Code of Text Classification with Topic-based Word Embedding and Convolutional Neural Networks (ACM BCB 2016).
In this paper, we propose a novel neural language model, Topic-based Skip-gram, to learn topic-based word embeddings for text classification with CNNs.
Please cite our paper if it helps your research:
@inproceedings{xu2016text,
title={Text Classification with Topic-based Word Embedding and Convolutional Neural Networks.},
author={Xu, Haotian and Dong, Ming and Zhu, Dongxiao and Kotov, Alexander and Carcone, April Idalski and Naar-King, Sylvie},
booktitle={The 7th ACM Conference on Bioinformatics, Computational Biology, and Health Informatics (ACM BCB)},
pages={88--97},
year={2016}
}
- Python==2.7
- Theano==0.7
- Lasagne==0.1
- Pre-trained word2vec vectors (CNN-gn in the paper) and Skip-gram model are available here.

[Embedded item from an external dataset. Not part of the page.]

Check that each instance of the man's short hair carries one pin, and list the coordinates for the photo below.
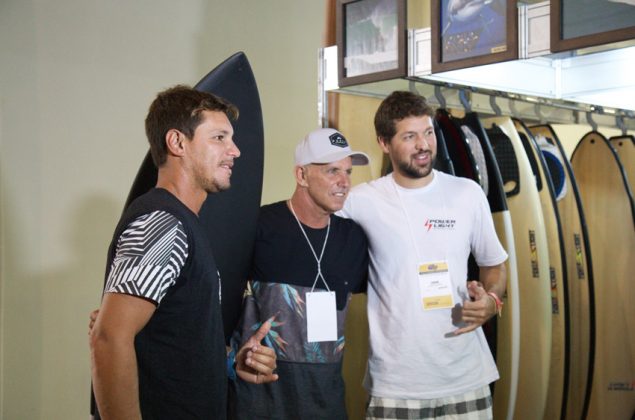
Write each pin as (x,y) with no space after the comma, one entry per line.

- Latent Dirichlet Allocation model can be downloaded here.
To process raw textual data,
python process_data_channel.py /path/to/wordvec1 /path/to/wordvec2 LengthofWordvec1 LengthofWordvec2 classnum /path/to/data_class0 /path/to/data_class1
OR
python process_data_multi.py /path/to/wordvec1 /path/to/wordvec2 LengthofWordvec1 LengthofWordvec2 classnum /path/to/data_class0 /path/to/data_class1
python conv_channel_w2v.py epochnum batchsize
OR
python conv_multi_w2v.py epochnum batchsize
You can choose epochnum=25 and batchsize=64.
The preprocessing code is adapted from Dr. Kim's work.